I problemi concernenti lo stato variabile sono
complicatissimi e dopo le ricerche sperimentali di schiere di “telegrafisti” o “elettricisti” (vedi ME 1),
in particolare quelle di Gounelle,
Blavier, Clark (vedi F0
37), Wheatstone, Matteucci, Varley o C. M. Guillemin – al quale ultimo, principalmente, debbo una
relativamente chiara comprensione dei fatti, nonché il grafico (in alto) e il “periodometro” (lo strumento,
sofisticatissimo per l’epoca, con cui Guillemin condusse i suoi esperimenti -
in basso) qui inseriti (vedi Annales
Télégraphiques, 1863 e 1864) –, sono confluiti nelle equazioni di Maxwell o in quelle che, negli anni in
cui studiavo ingegneria, erano chiamate “equazioni
dei telegrafisti” ed “equazioni dei
telefonisti”. Liquidare tanta dottrina in una mia News non deve però apparire né presuntuoso, né fuori posto, né
soprattutto inutile, perché queste righe intendono gettare qualche luce sul “percorso” melloniano accennato nella News precedente.
Lo stato variabile può durare tempi “buccoliani”, cioè millesimi di secondo,
nei circuiti normali o nei fili telegrafici aerei, mentre nei circuiti “induttivi” o nei cavi sotterranei e
sottomarini può durare alcuni minuti (vedi
AG 20).
In generale, come risulta dalle pionieristiche ricerche di Oersted, Melloni o Gaugain, nei conduttori imperfetti o
mediocri (cioè nei semiconduttori o semicoibenti), la propagazione
elettrica è lenta, ma proprio per questo permette di vedere “al rallentatore” certi fenomeni che
nella propagazione veloce dei conduttori metallici sfuggirebbero.
Ohm, paragonando il flusso
del circuito galvanico al flusso del calore, previde quello che dopo fu
sperimentalmente provato nel “circuito”
telegrafico (terra—pila—filo
di andata—terra – vedi MO 102) e cioè che nel periodo variabile la tensione presso la pila, cioè al capo vicino, decresce, mentre al capo lontano aumenta (vedi curve asintotiche nel diagramma),
per stabilizzarsi subito dopo nel regime
permanente.

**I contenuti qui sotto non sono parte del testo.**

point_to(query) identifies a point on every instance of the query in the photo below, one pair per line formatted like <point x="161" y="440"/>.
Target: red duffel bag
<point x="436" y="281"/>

È qualcosa di analogo a quello che accade unendo con una sbarra
buona conduttrice del calore un corpo alla temperatura di
A paragone del melloniano “calorico radiante” si potrebbe quindi definire un “elettrico radiante”, ferma restando la
differenza con la “conduzione” vera e
propria, sia termica che elettrica. Credo di poter concludere che queste
nozioni, come le corrispettive in termodinamica, non si stabilizzeranno fin
quando, e per esempio, non si darà un significato preciso o univoco
all’espressione “velocità dell’elettrico”.